On Writers

Animal People

by Charlotte Wood,
Allen and Unwin, Sydney 2011.

I finished this novel by a subterfuge, reading the beginning, then the ending, but I couldn’t face the middle. I couldn’t care for the character Stephen, or care about him, or read more of his whining.

The hilarious, tender and heartbreaking story of Stephen – aimless, unhappy and unfulfilled, this stiflingly hot December day is the day he has decided to dump his girlfriend. A sharply observed 24-hour urban love story. - Allen and Unwin.

The circumstance Wood wants to draw upon is that someone mean-minded about animals will be mean-minded about people, so is destined for loneliness. The structural problem here is that we can’t like the central character until his epiphany, which arrives at the very end, so we may not persevere long.

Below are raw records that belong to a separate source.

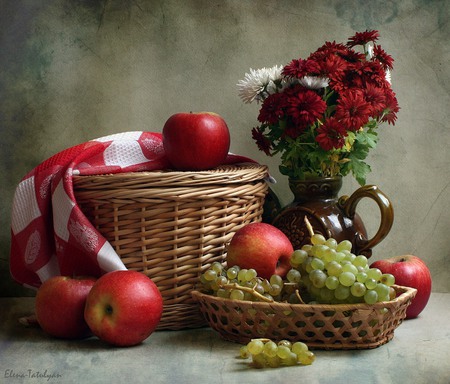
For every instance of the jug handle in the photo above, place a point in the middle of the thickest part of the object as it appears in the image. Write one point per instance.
(348, 205)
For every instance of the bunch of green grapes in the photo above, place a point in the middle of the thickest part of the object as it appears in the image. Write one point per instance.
(332, 274)
(267, 353)
(244, 284)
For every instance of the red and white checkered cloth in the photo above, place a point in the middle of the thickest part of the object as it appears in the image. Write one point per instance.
(49, 233)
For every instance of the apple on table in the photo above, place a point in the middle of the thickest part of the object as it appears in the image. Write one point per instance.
(59, 305)
(123, 308)
(260, 246)
(409, 271)
(196, 141)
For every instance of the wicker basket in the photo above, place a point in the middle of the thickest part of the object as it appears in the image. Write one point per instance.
(172, 225)
(324, 326)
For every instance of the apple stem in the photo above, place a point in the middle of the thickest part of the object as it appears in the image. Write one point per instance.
(309, 226)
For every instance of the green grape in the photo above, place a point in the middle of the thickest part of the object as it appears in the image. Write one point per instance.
(306, 358)
(243, 352)
(290, 360)
(344, 245)
(317, 263)
(299, 347)
(250, 274)
(350, 268)
(388, 279)
(361, 277)
(347, 278)
(326, 295)
(360, 261)
(358, 289)
(332, 282)
(210, 275)
(255, 346)
(283, 352)
(382, 290)
(342, 292)
(293, 276)
(318, 278)
(339, 256)
(331, 243)
(241, 275)
(236, 294)
(275, 290)
(259, 288)
(216, 266)
(298, 257)
(329, 255)
(318, 250)
(286, 343)
(276, 279)
(317, 238)
(223, 293)
(334, 268)
(370, 283)
(371, 297)
(221, 281)
(270, 348)
(374, 273)
(233, 272)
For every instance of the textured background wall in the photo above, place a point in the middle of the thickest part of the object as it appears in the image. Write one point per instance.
(76, 70)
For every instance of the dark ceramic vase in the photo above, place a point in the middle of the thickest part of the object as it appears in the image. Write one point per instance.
(332, 216)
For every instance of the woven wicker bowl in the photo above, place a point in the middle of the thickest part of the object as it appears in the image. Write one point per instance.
(352, 326)
(172, 225)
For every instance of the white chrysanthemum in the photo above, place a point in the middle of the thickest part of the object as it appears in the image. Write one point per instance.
(314, 82)
(388, 76)
(259, 83)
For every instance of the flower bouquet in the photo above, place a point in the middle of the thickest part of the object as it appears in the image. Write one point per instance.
(321, 114)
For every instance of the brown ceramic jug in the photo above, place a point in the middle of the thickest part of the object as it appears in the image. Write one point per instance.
(332, 216)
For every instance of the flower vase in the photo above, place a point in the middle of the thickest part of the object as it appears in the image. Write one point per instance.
(332, 216)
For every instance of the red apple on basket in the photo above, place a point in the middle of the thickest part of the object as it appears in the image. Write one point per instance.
(123, 308)
(409, 271)
(260, 246)
(59, 305)
(196, 141)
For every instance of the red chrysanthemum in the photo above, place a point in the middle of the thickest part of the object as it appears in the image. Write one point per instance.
(352, 111)
(304, 106)
(391, 107)
(272, 109)
(375, 97)
(331, 135)
(361, 38)
(379, 54)
(333, 67)
(298, 68)
(262, 141)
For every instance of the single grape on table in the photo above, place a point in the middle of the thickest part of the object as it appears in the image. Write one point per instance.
(265, 353)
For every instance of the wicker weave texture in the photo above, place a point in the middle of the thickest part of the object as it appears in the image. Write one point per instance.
(352, 326)
(172, 225)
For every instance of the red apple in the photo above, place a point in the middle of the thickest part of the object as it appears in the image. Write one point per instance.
(409, 271)
(60, 303)
(123, 308)
(260, 246)
(196, 141)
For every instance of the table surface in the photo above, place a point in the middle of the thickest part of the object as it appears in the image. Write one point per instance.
(418, 353)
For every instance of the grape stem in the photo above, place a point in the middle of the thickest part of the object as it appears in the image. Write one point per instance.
(309, 226)
(249, 290)
(297, 293)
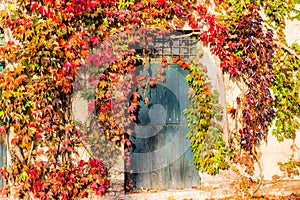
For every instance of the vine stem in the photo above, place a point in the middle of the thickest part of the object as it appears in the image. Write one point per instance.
(260, 180)
(30, 152)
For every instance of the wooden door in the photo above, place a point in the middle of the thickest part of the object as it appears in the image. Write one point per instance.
(161, 157)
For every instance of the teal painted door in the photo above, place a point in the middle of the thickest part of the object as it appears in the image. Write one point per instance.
(3, 151)
(161, 157)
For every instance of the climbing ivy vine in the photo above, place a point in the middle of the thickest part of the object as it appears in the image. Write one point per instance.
(51, 41)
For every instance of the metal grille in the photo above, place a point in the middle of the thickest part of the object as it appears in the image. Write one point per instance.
(178, 43)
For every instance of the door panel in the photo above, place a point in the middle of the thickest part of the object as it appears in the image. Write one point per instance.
(161, 157)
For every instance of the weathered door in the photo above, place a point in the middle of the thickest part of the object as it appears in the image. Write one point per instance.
(161, 157)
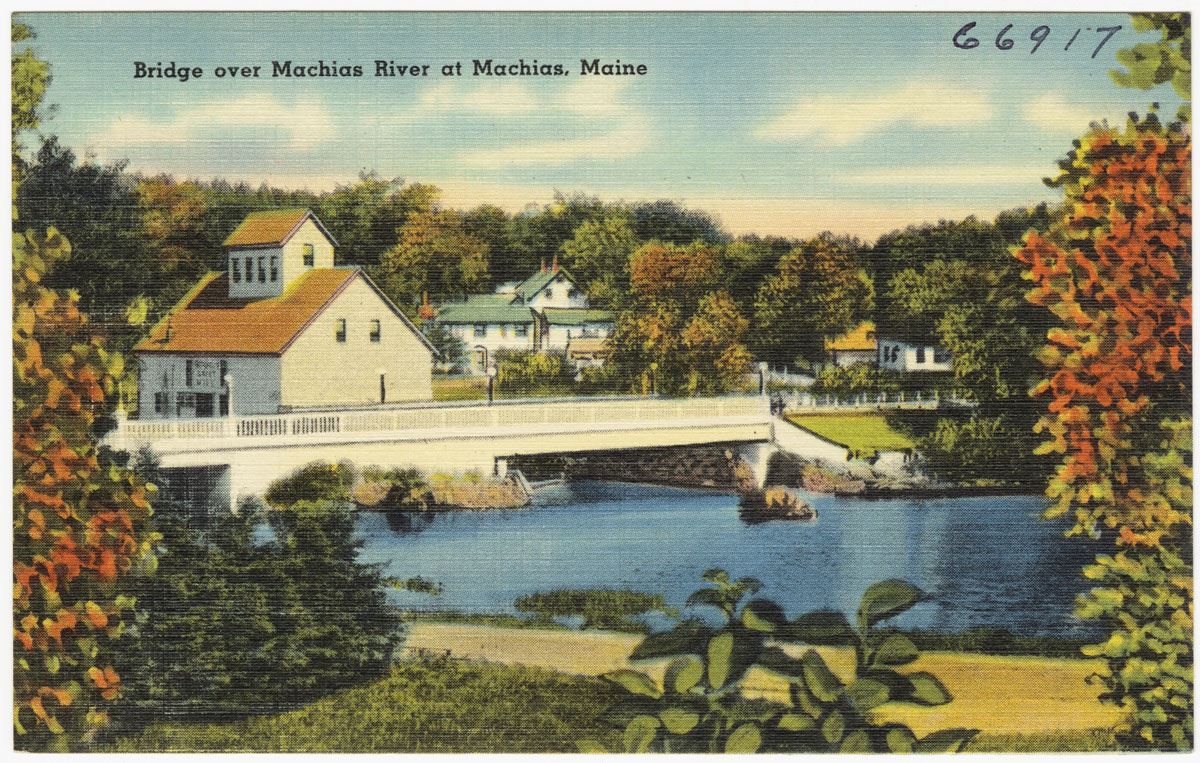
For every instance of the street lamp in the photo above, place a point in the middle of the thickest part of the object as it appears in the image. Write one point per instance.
(228, 382)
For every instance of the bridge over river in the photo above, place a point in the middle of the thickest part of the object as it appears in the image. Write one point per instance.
(225, 460)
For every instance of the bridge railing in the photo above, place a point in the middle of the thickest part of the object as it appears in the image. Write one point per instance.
(933, 398)
(582, 410)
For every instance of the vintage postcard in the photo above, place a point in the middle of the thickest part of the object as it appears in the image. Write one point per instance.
(601, 382)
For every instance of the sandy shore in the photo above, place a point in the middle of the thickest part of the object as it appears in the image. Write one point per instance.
(993, 694)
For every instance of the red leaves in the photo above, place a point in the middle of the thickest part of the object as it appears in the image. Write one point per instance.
(1111, 274)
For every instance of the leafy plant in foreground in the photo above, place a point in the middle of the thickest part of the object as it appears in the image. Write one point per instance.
(701, 708)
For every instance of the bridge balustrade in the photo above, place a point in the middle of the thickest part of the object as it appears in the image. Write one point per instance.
(585, 410)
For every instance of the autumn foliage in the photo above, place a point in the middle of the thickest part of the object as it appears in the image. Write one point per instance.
(78, 522)
(1117, 276)
(1116, 272)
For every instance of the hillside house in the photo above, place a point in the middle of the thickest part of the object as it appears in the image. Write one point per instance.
(895, 355)
(853, 347)
(281, 329)
(547, 311)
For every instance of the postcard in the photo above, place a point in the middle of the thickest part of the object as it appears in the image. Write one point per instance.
(601, 382)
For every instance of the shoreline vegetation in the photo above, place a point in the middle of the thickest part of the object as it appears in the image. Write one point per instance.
(507, 690)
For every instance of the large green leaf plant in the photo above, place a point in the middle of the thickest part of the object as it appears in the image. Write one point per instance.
(700, 706)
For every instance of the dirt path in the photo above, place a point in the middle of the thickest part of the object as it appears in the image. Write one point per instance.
(993, 694)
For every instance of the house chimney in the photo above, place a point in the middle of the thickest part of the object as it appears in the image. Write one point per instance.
(426, 311)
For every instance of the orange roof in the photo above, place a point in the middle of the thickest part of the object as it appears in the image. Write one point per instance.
(861, 338)
(271, 228)
(207, 320)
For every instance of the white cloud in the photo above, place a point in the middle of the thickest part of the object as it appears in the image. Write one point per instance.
(628, 139)
(1054, 112)
(304, 124)
(953, 175)
(495, 98)
(850, 116)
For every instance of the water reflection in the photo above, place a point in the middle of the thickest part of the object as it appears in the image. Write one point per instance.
(985, 562)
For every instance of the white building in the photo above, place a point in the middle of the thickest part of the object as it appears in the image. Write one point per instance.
(895, 355)
(287, 328)
(544, 312)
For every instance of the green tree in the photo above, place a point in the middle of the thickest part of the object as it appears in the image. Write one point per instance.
(817, 290)
(435, 254)
(598, 257)
(1151, 64)
(30, 78)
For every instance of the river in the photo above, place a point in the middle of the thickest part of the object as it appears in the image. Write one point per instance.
(985, 562)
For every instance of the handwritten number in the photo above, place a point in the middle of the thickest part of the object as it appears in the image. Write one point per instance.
(1111, 31)
(1039, 35)
(970, 42)
(1003, 44)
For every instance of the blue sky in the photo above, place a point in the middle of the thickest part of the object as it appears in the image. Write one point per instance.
(778, 124)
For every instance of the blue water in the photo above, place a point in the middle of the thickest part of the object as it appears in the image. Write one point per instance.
(985, 562)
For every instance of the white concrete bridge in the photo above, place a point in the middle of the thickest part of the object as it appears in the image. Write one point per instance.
(233, 457)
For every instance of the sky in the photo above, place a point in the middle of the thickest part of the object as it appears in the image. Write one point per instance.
(784, 124)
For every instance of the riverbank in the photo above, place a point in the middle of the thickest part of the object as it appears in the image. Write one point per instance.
(997, 695)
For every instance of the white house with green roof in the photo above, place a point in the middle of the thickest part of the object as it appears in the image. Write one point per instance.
(547, 311)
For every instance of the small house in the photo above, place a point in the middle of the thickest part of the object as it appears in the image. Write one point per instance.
(281, 329)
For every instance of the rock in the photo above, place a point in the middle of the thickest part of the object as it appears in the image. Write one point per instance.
(775, 503)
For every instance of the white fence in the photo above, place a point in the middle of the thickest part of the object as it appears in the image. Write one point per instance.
(579, 410)
(795, 401)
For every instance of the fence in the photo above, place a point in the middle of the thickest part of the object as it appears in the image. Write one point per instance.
(580, 410)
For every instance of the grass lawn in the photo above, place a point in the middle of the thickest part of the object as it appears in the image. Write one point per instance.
(858, 432)
(454, 706)
(438, 706)
(460, 388)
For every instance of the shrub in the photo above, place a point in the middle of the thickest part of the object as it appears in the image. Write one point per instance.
(700, 709)
(599, 607)
(318, 480)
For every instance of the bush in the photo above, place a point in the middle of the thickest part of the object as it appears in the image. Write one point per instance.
(317, 481)
(700, 709)
(238, 623)
(521, 373)
(599, 607)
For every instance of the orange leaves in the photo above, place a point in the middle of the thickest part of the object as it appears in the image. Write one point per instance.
(107, 680)
(1113, 274)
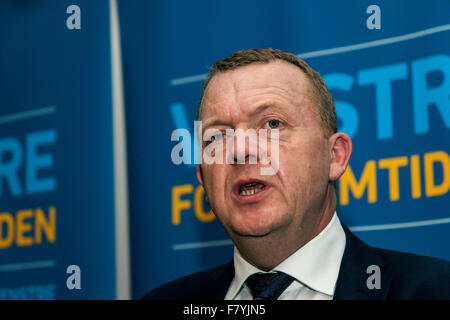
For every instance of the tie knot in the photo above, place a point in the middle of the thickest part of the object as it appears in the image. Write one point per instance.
(268, 286)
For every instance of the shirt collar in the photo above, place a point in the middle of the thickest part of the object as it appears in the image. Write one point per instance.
(316, 264)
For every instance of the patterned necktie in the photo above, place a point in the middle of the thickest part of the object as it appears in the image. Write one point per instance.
(268, 286)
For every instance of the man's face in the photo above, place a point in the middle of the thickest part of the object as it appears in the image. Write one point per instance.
(264, 96)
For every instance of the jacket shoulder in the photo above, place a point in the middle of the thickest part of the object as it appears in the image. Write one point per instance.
(198, 285)
(416, 276)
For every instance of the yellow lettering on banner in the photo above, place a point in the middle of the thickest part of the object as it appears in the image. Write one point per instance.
(198, 206)
(22, 227)
(392, 164)
(178, 204)
(368, 180)
(416, 189)
(42, 224)
(431, 189)
(6, 237)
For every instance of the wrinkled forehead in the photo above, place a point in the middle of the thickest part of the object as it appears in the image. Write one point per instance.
(238, 90)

The beginning was poor, so I was surprised at the strength of the ending, where his lover Fiona and her children comfort the dying dog, killed by a car, but we now they are also comforting Stephen who, until the moment of the collision, was incapable of loving a dog, and by implication, loving other people.

Charlotte Wood is reported participating in a panel of novelists, each of whom gives a technique for increasing the narrative drive of the story so to hold the reader. Charlotte Woods’ technique is, ‘Everything gets worse.’